Tizio è amministratore unico dell’impresa edile Gamma. Per il trasporto di merci dal magazzino al cantiere, Tizio ha contattato Caio, quale persona di propria conoscenza, e gli ha chiesto di svolgere il relativo servizio. Giunto presso il cantiere Caio ha constatato che all’interno del negozio era in atto un controllo ispettivo. Caio, interpellato dagli ispettori, ha dichiarato di aver svolto l’attività su incarico di Tizio, quale amministratore unico di Gamma. Dal controllo delle banche dati è emerso che la posizione di Caio non è stata comunicata mediante UNILAV, né sono stati assolti in favore di costui gli adempimenti previdenziali. In ragione di ciò gli ispettori hanno irrogato la sanzione per lavoro nero. Tizio in sede di ricorso ha addotto come esimente la propria buona fede, affermando di conoscere le regole civili che disciplinano l’instaurazione del rapporto di lavoro, ma non quelle specifiche di settore che concernono la regolarità amministrativa del rapporto stesso. Le giustificazioni di Tizio non appaiono plausibili. Tizio è amministratore unico di Gamma e quindi occupa la posizione di vertice dell’impresa: ciò comporta per costui l’assunzione delle principali responsabilità gestionali dell’azienda. Tali responsabilità implicano senz’altro il dovere di Tizio di assumere tutte le informazioni inerenti alla gestione, non solo civilistica ma anche amministrativa, del rapporto di lavoro dei dipendenti. Gli scriventi ritengono che Tizio era perfettamente in grado di acquisire facilmente le informazioni sulla normativa di settore, sia rivolgendosi ai professionisti abilitati (se del caso chiedendo ausilio al proprio consulente aziendale), sia interpellando le strutture periferiche ministeriali. La mancata conoscenza addotta da Tizio della normativa di settore non appare giustificabile e la buona fede invocata da costui non pare che possa essere validamente sostenuta in sede di ricorso. Anzi, la posizione rivestita da Tizio rispetto alla specifica tipologia di illecito, lascia trasparire una grave negligenza del predetto amministratore nelle modalità di gestione del rapporto di Caio. Semmai, ma l’aspetto non è stato affrontato, Tizio avrebbe potuto contestare la legittimità della maxisanzione in ordine all’eventuale sussistenza degli indici della subordinazione.


NOTE

i In ambito civile la disciplina è differente e non viene trattata nel contributo perché non afferente al tema di indagine.

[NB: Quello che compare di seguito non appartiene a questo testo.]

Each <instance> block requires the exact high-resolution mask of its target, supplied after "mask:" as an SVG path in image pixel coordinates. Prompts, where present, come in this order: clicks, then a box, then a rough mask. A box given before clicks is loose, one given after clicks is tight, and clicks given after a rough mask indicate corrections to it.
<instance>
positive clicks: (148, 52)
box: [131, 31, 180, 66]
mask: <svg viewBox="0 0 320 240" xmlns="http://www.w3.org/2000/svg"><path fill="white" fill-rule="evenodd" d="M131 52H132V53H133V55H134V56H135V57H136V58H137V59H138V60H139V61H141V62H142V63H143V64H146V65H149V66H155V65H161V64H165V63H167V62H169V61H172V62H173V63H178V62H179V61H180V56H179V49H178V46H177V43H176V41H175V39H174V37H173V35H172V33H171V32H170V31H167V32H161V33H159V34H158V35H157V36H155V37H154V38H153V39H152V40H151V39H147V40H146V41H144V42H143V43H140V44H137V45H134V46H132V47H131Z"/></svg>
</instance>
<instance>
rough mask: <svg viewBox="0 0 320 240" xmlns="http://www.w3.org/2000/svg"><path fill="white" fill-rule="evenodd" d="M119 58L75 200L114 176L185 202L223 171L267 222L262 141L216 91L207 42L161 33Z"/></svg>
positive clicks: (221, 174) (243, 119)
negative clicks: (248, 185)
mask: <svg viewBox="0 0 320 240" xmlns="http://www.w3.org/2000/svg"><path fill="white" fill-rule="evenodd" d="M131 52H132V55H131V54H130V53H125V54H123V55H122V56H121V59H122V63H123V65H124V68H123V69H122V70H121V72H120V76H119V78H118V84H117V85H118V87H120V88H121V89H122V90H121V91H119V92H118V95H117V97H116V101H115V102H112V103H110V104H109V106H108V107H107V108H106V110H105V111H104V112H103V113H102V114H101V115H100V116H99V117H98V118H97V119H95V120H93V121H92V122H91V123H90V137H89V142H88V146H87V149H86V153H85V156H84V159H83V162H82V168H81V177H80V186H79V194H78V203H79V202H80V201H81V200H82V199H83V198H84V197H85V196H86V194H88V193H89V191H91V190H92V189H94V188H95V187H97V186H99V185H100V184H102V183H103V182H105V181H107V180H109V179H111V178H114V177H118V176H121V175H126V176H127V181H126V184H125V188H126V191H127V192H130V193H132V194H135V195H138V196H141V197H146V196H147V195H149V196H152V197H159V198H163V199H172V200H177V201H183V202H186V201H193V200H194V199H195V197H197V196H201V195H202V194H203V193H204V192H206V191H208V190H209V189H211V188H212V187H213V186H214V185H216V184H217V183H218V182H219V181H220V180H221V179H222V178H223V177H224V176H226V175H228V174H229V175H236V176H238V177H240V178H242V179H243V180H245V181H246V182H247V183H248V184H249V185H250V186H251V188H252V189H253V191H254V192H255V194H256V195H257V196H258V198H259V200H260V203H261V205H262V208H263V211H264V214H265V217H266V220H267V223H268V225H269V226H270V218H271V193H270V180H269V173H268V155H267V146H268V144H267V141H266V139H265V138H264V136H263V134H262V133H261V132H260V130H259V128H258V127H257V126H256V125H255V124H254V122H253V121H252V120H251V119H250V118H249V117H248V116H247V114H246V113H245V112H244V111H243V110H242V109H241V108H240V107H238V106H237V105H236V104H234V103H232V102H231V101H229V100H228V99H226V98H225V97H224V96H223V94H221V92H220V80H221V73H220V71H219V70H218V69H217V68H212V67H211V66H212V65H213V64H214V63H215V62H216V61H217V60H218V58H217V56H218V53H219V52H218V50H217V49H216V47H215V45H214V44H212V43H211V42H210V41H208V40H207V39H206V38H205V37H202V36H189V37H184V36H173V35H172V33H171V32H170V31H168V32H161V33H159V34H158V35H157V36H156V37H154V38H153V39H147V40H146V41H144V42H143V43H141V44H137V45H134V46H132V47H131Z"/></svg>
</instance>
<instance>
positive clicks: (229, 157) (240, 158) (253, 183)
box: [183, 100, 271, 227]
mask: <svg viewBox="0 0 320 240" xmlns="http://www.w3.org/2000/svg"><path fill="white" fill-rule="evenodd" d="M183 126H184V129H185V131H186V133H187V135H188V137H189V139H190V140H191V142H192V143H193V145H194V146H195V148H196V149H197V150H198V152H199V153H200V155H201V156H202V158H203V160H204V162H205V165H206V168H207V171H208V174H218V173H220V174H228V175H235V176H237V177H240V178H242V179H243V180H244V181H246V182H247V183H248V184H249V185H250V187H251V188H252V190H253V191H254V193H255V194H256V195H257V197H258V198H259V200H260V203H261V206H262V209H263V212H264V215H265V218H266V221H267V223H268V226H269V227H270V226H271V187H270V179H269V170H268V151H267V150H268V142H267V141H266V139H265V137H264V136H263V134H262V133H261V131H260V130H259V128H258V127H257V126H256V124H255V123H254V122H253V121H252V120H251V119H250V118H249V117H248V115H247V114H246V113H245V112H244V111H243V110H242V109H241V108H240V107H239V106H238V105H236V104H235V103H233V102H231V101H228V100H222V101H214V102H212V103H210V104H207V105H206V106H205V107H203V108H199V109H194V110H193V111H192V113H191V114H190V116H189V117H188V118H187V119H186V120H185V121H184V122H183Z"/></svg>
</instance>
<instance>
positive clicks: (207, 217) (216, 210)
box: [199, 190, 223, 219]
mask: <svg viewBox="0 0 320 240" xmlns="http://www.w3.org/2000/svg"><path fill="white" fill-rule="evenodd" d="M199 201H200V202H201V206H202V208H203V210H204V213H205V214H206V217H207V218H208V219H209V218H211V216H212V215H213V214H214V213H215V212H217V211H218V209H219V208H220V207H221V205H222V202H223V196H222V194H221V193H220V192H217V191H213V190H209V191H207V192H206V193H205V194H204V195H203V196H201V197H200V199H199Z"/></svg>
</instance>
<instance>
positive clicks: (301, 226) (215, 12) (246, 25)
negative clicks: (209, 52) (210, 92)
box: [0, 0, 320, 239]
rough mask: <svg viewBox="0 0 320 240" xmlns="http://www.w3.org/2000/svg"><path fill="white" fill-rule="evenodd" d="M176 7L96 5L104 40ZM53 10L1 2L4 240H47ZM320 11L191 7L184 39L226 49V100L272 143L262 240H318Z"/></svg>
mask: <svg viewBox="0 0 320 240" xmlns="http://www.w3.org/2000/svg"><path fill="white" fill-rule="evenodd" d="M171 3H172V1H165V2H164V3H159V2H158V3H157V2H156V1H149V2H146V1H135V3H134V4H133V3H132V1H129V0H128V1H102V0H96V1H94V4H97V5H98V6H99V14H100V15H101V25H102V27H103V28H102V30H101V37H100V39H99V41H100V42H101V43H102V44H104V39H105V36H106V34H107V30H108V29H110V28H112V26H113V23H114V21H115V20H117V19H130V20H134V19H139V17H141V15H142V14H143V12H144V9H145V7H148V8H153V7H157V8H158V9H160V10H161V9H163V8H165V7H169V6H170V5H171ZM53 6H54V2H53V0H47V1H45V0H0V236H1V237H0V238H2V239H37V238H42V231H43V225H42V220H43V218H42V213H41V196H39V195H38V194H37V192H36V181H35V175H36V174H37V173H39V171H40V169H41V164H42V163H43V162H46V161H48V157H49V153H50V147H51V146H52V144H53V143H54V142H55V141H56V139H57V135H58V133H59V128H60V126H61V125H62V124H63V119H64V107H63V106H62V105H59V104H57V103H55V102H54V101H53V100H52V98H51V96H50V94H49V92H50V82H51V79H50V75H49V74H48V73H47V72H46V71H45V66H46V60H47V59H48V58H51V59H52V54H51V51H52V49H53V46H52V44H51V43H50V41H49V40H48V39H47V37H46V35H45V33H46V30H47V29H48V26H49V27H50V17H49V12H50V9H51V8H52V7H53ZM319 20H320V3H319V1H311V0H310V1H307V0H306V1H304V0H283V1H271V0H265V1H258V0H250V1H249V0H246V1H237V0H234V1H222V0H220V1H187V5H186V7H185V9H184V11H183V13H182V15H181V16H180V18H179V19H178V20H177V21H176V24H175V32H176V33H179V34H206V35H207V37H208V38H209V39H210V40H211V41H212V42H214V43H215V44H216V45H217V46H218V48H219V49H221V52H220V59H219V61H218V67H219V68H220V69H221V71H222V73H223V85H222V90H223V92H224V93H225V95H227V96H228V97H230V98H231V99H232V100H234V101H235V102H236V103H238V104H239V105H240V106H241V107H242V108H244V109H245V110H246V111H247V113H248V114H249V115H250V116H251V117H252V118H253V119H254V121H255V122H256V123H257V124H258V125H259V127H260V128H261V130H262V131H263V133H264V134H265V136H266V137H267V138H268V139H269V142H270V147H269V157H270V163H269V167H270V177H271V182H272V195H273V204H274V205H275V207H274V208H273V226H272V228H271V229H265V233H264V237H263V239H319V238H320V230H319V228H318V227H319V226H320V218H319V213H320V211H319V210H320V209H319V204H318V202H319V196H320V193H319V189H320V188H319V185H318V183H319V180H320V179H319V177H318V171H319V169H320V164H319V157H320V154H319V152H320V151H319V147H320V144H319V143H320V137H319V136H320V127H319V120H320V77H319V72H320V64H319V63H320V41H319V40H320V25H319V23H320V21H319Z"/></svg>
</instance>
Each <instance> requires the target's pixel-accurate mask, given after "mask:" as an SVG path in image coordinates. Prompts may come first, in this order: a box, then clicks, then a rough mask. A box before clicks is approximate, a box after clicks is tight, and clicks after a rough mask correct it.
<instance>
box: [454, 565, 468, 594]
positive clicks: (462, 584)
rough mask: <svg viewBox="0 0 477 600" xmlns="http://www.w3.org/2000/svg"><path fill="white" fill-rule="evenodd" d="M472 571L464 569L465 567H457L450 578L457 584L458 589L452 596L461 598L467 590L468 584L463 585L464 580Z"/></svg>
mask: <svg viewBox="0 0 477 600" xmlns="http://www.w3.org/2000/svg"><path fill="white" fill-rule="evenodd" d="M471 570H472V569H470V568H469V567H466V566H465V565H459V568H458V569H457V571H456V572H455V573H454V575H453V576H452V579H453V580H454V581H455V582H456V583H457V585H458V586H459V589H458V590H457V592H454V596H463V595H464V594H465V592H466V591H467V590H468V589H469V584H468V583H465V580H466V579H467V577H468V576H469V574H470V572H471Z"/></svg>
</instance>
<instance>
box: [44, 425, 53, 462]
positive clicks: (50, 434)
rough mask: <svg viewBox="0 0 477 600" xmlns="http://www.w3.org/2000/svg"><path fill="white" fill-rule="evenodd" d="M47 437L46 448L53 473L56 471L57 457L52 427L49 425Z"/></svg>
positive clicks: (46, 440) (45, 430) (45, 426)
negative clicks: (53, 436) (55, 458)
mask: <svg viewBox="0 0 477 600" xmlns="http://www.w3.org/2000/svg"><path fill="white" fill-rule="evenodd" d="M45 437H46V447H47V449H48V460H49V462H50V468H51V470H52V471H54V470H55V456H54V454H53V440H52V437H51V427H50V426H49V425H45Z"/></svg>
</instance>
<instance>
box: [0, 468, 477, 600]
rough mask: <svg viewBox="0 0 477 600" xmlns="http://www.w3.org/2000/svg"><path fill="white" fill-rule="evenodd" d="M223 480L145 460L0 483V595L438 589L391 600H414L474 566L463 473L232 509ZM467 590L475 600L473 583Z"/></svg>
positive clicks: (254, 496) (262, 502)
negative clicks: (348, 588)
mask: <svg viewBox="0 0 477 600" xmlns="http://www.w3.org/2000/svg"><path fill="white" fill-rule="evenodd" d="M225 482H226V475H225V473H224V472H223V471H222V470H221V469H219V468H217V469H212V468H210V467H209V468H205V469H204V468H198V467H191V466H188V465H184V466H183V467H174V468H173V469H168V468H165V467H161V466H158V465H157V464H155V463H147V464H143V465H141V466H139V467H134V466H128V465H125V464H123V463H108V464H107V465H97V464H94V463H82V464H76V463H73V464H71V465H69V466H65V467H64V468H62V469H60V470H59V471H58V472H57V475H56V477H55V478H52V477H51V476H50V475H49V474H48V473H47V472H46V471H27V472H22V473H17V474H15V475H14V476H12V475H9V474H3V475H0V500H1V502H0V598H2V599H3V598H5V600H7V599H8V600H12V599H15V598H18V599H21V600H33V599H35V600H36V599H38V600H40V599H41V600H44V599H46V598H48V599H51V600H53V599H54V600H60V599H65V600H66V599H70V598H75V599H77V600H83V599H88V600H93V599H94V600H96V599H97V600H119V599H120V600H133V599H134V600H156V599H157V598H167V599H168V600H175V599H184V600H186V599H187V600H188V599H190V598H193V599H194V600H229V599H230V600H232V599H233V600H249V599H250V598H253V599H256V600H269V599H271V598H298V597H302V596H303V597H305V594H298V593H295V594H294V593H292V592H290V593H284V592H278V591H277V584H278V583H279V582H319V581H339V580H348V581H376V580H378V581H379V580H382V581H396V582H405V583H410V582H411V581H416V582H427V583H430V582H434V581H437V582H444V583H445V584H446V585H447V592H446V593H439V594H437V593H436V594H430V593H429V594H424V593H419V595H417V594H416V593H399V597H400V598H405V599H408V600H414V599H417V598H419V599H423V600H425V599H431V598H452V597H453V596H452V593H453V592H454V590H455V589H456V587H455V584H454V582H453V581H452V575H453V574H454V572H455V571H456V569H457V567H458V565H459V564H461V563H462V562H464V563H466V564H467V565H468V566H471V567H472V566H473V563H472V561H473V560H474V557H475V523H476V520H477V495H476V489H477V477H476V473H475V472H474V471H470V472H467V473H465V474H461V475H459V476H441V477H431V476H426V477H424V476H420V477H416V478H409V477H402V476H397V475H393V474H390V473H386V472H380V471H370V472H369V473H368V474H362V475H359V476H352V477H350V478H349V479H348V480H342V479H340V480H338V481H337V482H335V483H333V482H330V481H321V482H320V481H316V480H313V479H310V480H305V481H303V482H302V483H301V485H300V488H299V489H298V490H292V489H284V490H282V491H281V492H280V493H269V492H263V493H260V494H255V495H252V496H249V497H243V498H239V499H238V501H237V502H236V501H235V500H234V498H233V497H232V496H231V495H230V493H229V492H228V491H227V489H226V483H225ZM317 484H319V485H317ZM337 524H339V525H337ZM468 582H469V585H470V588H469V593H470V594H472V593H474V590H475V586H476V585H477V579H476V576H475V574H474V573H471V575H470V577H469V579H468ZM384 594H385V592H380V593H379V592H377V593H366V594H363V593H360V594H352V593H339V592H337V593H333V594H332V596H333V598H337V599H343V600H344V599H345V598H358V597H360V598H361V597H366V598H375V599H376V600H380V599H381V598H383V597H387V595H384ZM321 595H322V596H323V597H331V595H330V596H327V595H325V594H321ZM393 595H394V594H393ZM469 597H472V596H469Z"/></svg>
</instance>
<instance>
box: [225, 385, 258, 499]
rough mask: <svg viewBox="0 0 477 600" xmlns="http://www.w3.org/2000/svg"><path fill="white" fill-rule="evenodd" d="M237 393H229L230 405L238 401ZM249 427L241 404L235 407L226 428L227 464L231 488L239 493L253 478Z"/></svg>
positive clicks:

ii All’errore viene comunemente equiparato lo stato d’ignoranza, mentre lo stato di dubbio non è idoneo ad escludere la colpevolezza.

iii Cass. pen. Sez. IV, 07/07/2010, n. 37590; conformi Cass. pen. Sez. IV, 18/01/2012, n. 6405; Cass. pen. Sez. VI, 22/06/2011, n. 43646; Cass. pen. Sez. V, 12-02-2009, n. 10636 ; Cass. pen. Sez. V, 20-02-2001, n. 17044.

iv Cfr. Cass. pen. Sez. VI, 22/06/2011, n. 43646.

v Cfr. Cass. civ. Sez. I, 12-06-1996, n. 5415.

vi Cass. civ. Sez. II, 13/12/2011, n. 26741.

vii Cfr. Cons. Stato Sez. VI, 05/03/2013, n. 1320.

viii Cfr. Cass. civ. Sez. II, 22-11-2006, n. 24803; Cass. civ. Sez. II, 13-09-2006, n. 19643; Cass. civ. Sez. V, 09-04-2003, n. 5615; nella giurisprudenza di merito cfr. Trib. Macerata, 07/03/2008.

ix Cons. Stato Sez. VI, 21/06/2011, n. 3719; Cass. civ. Sez. II, 06/04/2011, n. 7885; sembra più aderente al concetto di errore sul fatto T.A.R. Lombardia Milano Sez. III, 11/02/2011, n. 456.

x Cass. civ. Sez. II Sent., 18-07-2008, n. 19995.

xi Cass. civ. Sez. II, 22-11-2006, n. 24803; Cass. civ. Sez. II, 13-09-2006, n. 19643.

xii Cass. pen. Sez. III, 10/03/2011, n. 14033; Cass. pen. Sez. III, 05/04/2011, n. 35694.

xiii Cfr. Cass. pen. Sez. IV, 15/07/2010, n. 32069; Cass. pen. Sez. Unite, 10/06/1994, n. 8154.

xiv Cass. pen. Sez. VI, 25/01/2011, n. 6991; Cass. pen. Sez. II, 23/11/2011, n. 46669; Cass. pen. Sez. III, 05/04/2011, n. 35694.